Lorna, Lorna, Lorna...... Mine has been used for that too, especially when it lived inside.

Thanks Benjamin. Dunno if its dedication, but just totally essential for me.

Thanks Helen. At the moment (checks iPod playlist), I'm chugging along to:
The Best Thing - Hook and Sling
When love takes over - David Guetta and Kelly Rowland
Whatever - Stafford Brothers/Hoxton Whores
Bohemian Like you - Dandy Warhols
Sorry - Madonna
UFO - Sneaky Sound System
Getting away with it (all messed up) - Sean Quinn & Gus Cullen
Release me - Agnes
Are you with me - Potbelleez
...all dance/electro mostly, to keep my heart and legs pumping...

Sure does, Rowe

lc - about a block of chocolate....

Thanks Jilly!

Baino said...

You know she only wears high necked shirts because her muff is now between her breasts! And you're making me feel incredibly guilty.
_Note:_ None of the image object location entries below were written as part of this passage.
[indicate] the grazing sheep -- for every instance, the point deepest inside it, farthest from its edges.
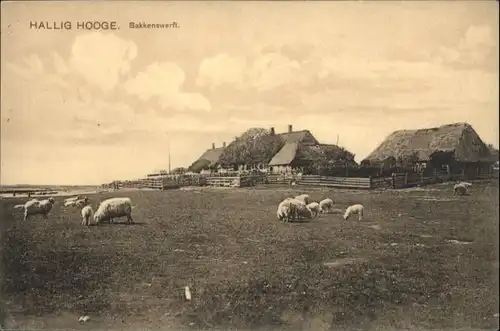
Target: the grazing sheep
(326, 205)
(302, 211)
(35, 207)
(87, 215)
(304, 198)
(286, 211)
(354, 209)
(69, 203)
(459, 189)
(82, 202)
(314, 207)
(114, 207)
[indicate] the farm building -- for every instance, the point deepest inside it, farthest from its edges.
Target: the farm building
(451, 147)
(208, 160)
(299, 155)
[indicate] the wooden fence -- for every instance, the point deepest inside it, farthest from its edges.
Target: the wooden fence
(398, 180)
(402, 180)
(232, 181)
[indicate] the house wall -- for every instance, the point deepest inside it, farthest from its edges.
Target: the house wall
(281, 169)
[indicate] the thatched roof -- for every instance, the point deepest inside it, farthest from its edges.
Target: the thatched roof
(320, 154)
(285, 155)
(459, 139)
(254, 146)
(298, 136)
(209, 159)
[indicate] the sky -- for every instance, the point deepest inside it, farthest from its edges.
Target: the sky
(92, 106)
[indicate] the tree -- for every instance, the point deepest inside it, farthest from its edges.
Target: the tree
(178, 171)
(494, 152)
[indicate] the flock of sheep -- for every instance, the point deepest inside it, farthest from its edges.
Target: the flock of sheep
(107, 210)
(302, 207)
(289, 209)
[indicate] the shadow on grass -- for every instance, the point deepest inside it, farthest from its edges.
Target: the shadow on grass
(46, 278)
(118, 223)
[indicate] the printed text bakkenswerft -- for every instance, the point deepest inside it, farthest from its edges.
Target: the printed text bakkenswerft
(97, 25)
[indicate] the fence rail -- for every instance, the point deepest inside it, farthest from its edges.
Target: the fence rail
(341, 182)
(396, 181)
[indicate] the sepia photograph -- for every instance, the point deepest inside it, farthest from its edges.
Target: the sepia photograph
(249, 165)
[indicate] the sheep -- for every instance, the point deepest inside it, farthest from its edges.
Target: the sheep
(35, 207)
(87, 214)
(354, 209)
(314, 207)
(459, 189)
(326, 205)
(286, 211)
(114, 207)
(302, 211)
(82, 202)
(304, 198)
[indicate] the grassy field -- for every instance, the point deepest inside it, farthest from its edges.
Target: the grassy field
(394, 270)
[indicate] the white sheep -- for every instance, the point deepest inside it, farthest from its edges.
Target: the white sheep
(114, 207)
(459, 189)
(87, 215)
(35, 207)
(304, 198)
(326, 205)
(302, 211)
(82, 202)
(69, 203)
(354, 209)
(286, 210)
(314, 207)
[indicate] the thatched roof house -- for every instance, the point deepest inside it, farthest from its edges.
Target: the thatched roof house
(209, 159)
(457, 142)
(301, 154)
(302, 149)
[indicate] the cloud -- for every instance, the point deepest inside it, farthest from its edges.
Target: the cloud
(268, 71)
(102, 59)
(220, 70)
(163, 81)
(59, 64)
(476, 49)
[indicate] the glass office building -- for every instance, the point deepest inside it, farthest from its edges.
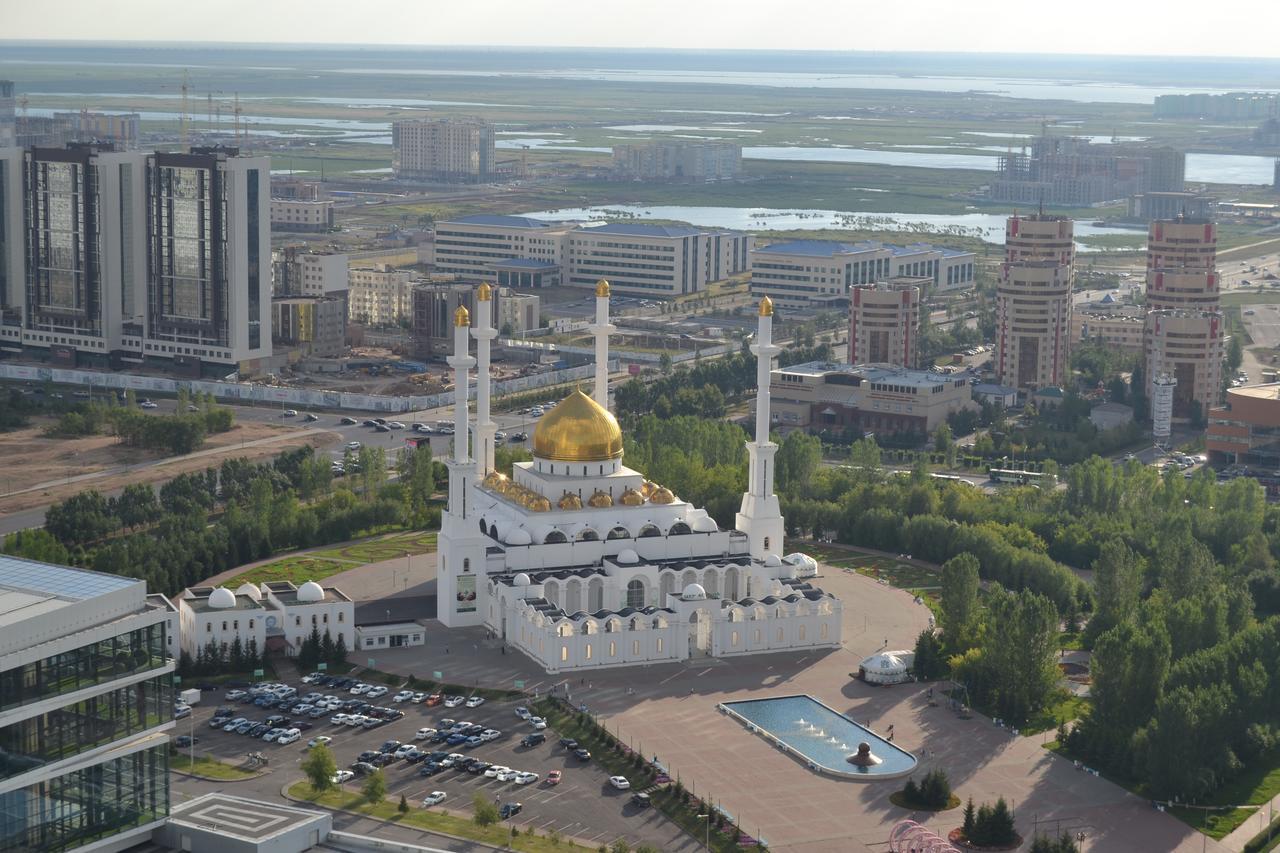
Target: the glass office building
(86, 703)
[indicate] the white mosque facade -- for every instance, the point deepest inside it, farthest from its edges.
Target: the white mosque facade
(580, 562)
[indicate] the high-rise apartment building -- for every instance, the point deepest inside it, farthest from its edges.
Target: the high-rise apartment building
(883, 322)
(1184, 329)
(114, 258)
(86, 705)
(443, 149)
(1033, 302)
(677, 162)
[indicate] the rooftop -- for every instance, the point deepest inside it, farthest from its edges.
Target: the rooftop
(639, 229)
(501, 222)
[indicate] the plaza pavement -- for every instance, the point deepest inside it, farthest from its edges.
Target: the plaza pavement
(670, 711)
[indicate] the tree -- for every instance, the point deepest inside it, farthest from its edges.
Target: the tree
(483, 810)
(320, 767)
(960, 609)
(374, 789)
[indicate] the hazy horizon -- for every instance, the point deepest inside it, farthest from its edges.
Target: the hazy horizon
(1086, 28)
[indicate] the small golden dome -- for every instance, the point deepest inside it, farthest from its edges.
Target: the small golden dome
(577, 430)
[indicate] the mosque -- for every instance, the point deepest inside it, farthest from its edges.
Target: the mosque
(580, 562)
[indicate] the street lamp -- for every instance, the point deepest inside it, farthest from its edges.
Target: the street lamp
(707, 838)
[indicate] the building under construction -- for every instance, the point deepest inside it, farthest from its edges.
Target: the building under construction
(1073, 172)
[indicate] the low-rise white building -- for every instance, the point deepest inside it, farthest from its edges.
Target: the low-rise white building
(277, 615)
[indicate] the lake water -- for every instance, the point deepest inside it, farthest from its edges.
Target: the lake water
(931, 227)
(823, 737)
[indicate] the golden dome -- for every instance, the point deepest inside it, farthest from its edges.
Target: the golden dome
(577, 430)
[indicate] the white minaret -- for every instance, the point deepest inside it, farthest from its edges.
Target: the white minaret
(602, 329)
(461, 587)
(760, 516)
(484, 333)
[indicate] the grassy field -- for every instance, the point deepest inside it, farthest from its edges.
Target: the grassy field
(206, 767)
(437, 820)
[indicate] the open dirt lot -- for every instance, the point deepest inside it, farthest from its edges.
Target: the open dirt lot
(59, 465)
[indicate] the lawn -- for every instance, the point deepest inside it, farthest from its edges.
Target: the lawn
(316, 565)
(438, 821)
(206, 767)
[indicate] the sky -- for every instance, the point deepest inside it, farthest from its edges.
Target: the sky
(1125, 27)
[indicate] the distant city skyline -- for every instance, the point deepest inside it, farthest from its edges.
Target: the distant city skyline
(1123, 27)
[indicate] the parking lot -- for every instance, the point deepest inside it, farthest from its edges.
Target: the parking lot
(584, 804)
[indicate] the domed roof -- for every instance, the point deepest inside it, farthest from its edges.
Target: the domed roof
(577, 430)
(310, 592)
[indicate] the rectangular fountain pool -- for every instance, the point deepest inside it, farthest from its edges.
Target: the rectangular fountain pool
(822, 737)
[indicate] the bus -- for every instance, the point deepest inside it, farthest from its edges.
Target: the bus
(1013, 475)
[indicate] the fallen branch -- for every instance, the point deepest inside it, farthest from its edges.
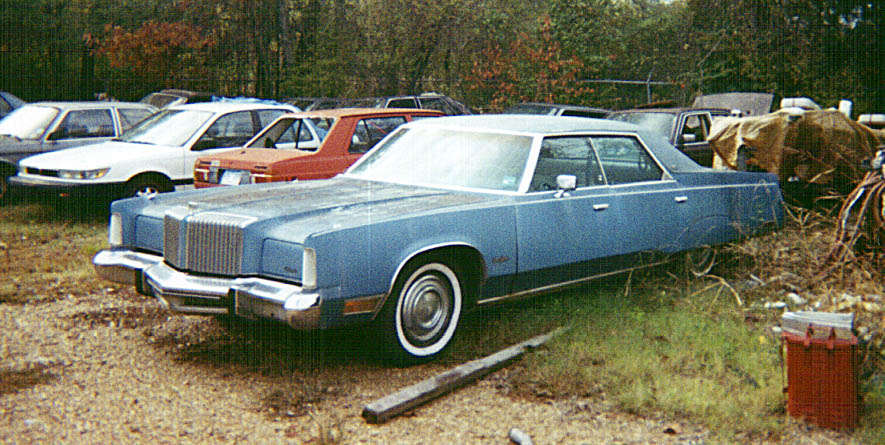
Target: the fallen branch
(407, 398)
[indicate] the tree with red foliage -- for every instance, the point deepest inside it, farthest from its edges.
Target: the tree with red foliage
(530, 69)
(158, 52)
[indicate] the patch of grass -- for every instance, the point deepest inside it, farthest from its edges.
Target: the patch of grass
(649, 354)
(703, 349)
(46, 255)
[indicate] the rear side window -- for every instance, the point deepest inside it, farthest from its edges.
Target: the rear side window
(624, 160)
(131, 116)
(370, 131)
(695, 128)
(402, 103)
(86, 124)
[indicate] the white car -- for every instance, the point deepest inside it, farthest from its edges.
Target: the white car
(153, 157)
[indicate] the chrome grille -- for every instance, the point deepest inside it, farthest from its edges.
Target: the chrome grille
(213, 242)
(171, 235)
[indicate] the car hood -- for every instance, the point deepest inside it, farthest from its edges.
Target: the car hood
(295, 211)
(251, 156)
(101, 155)
(9, 144)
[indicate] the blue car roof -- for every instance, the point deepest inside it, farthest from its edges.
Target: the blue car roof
(522, 123)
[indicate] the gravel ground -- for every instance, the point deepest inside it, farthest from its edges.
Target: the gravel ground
(113, 367)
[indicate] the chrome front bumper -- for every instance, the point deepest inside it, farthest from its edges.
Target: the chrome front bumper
(191, 294)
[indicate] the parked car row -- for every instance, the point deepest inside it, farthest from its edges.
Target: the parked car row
(288, 149)
(50, 126)
(109, 170)
(153, 156)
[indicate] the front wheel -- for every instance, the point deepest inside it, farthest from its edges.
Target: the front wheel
(420, 320)
(147, 186)
(700, 261)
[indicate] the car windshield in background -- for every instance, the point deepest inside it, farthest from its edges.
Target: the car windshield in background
(659, 123)
(169, 127)
(28, 122)
(529, 109)
(444, 157)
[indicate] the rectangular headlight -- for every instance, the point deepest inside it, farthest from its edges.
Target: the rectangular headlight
(115, 230)
(309, 269)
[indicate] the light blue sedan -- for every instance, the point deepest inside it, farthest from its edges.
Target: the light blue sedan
(443, 216)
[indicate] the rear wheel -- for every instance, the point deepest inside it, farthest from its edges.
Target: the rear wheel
(421, 317)
(700, 261)
(148, 186)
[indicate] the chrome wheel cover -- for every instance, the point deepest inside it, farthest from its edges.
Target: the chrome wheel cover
(428, 309)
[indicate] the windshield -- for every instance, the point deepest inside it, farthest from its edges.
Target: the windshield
(658, 123)
(28, 122)
(168, 127)
(427, 155)
(530, 109)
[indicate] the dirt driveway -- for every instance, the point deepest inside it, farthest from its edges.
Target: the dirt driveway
(113, 367)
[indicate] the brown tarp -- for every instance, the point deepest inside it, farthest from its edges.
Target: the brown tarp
(816, 147)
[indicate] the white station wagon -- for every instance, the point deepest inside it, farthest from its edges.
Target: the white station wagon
(153, 157)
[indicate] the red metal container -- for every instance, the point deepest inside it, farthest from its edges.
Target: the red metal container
(822, 380)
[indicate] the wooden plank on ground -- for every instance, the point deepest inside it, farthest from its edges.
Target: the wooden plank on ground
(392, 405)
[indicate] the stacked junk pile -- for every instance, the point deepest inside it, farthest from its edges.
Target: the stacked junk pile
(820, 156)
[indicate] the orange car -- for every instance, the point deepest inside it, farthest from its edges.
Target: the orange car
(308, 145)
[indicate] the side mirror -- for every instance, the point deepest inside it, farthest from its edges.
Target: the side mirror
(205, 144)
(565, 183)
(59, 133)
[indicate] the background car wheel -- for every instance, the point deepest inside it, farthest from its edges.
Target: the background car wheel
(4, 190)
(699, 262)
(148, 185)
(422, 314)
(741, 162)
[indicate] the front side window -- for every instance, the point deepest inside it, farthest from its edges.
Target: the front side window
(624, 160)
(230, 130)
(297, 131)
(28, 122)
(370, 131)
(695, 128)
(566, 156)
(265, 117)
(436, 103)
(131, 116)
(85, 124)
(168, 127)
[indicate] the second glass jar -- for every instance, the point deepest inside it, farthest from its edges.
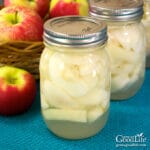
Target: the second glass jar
(126, 44)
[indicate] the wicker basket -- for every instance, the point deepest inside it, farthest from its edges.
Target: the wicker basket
(22, 54)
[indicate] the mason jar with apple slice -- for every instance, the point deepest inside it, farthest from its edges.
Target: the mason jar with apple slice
(75, 76)
(126, 44)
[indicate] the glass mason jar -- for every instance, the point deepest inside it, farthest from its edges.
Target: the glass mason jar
(146, 22)
(75, 76)
(126, 44)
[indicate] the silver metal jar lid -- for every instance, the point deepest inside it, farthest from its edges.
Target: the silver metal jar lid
(116, 10)
(75, 31)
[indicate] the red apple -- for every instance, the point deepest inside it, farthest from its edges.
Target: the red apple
(17, 90)
(20, 23)
(40, 6)
(68, 7)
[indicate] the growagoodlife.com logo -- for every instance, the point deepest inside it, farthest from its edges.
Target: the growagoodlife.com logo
(138, 140)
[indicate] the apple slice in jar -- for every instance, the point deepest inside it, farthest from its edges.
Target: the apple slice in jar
(65, 115)
(56, 96)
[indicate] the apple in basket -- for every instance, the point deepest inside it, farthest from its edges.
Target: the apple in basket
(68, 7)
(17, 90)
(20, 23)
(40, 6)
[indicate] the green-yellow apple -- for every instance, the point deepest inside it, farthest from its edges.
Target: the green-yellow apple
(68, 7)
(40, 6)
(17, 90)
(20, 23)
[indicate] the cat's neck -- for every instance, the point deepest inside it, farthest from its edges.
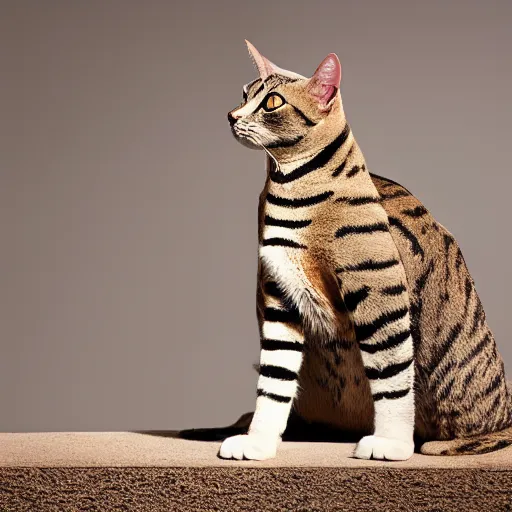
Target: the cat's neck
(336, 153)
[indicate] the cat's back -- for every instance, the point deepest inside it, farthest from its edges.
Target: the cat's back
(459, 373)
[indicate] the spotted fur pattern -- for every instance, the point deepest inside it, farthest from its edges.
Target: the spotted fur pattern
(369, 319)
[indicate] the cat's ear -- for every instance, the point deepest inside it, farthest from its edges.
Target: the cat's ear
(265, 67)
(324, 84)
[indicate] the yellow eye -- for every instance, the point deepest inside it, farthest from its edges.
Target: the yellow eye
(274, 101)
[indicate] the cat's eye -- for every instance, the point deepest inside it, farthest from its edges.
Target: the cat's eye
(273, 102)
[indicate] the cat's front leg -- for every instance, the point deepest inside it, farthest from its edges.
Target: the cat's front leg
(280, 360)
(375, 293)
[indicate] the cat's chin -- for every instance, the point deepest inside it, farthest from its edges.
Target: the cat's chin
(246, 142)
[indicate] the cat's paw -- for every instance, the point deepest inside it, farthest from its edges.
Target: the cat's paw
(249, 446)
(383, 448)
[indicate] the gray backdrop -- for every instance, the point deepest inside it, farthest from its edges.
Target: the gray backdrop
(128, 212)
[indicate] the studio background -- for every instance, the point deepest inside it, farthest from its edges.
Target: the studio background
(128, 230)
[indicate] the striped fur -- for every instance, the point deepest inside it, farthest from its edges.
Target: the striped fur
(365, 303)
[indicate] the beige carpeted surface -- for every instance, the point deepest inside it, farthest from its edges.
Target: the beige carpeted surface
(125, 471)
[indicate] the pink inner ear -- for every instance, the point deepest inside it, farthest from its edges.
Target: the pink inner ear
(326, 80)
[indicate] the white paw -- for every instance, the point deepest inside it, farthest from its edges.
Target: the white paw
(384, 448)
(249, 446)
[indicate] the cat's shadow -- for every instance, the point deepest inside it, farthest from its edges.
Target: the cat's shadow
(297, 430)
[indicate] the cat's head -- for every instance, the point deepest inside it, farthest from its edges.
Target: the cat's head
(284, 112)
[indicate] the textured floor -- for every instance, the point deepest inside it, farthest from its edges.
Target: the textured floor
(125, 471)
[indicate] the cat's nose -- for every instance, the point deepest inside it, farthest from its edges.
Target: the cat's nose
(231, 119)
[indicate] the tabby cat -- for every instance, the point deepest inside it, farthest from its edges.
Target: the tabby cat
(365, 303)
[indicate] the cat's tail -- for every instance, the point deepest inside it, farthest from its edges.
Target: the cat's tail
(476, 445)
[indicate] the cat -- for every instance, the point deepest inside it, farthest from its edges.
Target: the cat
(369, 318)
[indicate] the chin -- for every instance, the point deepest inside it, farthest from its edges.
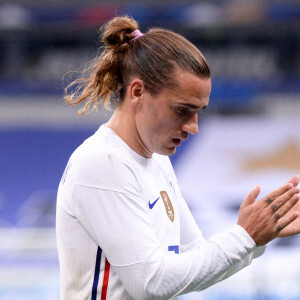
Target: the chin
(166, 151)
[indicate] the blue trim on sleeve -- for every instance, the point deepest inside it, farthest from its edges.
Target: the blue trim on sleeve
(96, 274)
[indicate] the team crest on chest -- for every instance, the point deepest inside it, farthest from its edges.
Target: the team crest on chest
(168, 205)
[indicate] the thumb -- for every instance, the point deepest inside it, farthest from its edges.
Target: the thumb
(251, 197)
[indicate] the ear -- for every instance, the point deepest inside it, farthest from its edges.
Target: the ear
(136, 90)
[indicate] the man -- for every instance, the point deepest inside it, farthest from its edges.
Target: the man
(124, 230)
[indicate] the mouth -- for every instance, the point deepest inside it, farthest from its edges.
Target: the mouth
(176, 142)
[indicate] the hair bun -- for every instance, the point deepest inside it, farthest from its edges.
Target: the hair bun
(118, 31)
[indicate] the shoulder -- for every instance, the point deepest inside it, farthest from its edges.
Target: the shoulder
(98, 162)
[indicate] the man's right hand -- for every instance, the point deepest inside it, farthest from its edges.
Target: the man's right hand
(266, 218)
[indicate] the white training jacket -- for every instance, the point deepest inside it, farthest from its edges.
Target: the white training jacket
(125, 232)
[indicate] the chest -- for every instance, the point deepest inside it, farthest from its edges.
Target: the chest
(162, 205)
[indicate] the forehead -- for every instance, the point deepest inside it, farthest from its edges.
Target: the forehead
(191, 89)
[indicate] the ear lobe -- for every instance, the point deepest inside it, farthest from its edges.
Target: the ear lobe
(136, 91)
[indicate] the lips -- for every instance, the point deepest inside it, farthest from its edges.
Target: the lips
(177, 142)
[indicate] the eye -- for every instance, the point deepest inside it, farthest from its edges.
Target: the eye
(181, 110)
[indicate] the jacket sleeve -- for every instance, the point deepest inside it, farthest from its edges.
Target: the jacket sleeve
(119, 223)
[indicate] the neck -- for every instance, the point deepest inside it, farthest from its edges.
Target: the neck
(123, 124)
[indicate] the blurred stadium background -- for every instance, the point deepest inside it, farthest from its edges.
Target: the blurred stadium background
(249, 135)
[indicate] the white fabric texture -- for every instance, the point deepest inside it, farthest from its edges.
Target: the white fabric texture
(132, 209)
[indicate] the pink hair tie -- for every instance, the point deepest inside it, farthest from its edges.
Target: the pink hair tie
(136, 34)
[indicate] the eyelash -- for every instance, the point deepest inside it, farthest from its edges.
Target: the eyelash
(181, 111)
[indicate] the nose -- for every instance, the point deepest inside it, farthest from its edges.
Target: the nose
(191, 125)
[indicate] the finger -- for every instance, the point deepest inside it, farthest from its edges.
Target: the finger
(286, 207)
(251, 197)
(284, 222)
(283, 199)
(295, 180)
(275, 194)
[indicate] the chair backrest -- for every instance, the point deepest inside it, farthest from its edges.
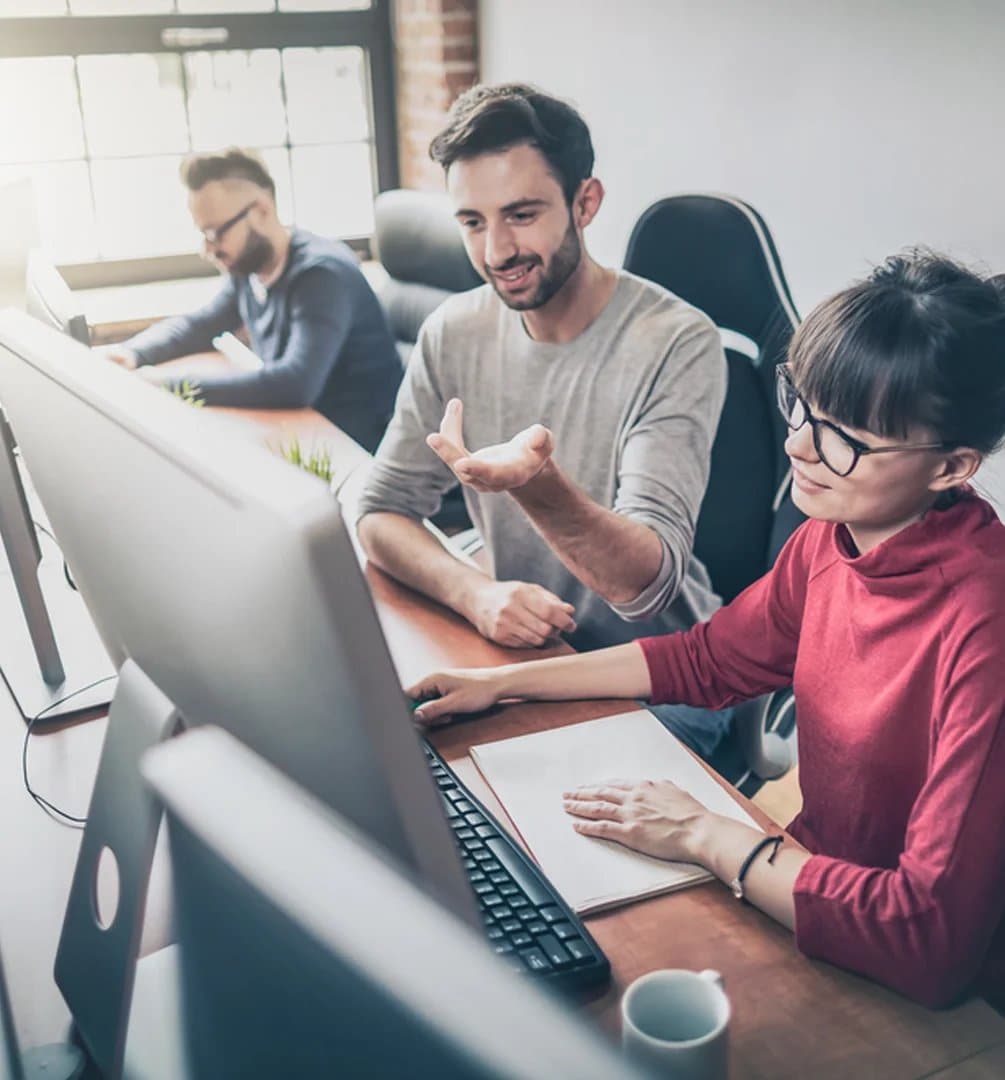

I have a perfectly good treadmill on the back verandah collecting dust . . .haha and I love the honesty of your photos, yer a cack girl! And you are most definitely a winner! Love yer work! I'm ALMOST inspired (but I broke my little toe on Thursday and it's a bit sore so next week I should be able to get the whiter than white and rarely worn Asics on again!) Who am I kidding . . .time for a chardy!

The Plastic Mancunian said...

OH MY GOD!!

Sorry Kath, didn't read the blog post because that picture of Joan Rivers scared me half to death!!

:0)

Cheers

PM

Kath Lockett said...

Baino, dust it off, put together your best playlists on your MP3 and get ON, baby!

....are you sure it wasn't MY picture that scared you half to death, Plas Man???

the projectivist said...

you are my hero, Kath! blimey i wish i could be arsed to run like that, but i don't own a treadmill, so i'd have to stagger shamefully, huffing and puffing in public amidst looks of horror.

yeah, it's easier to just stay in and eat biscuits.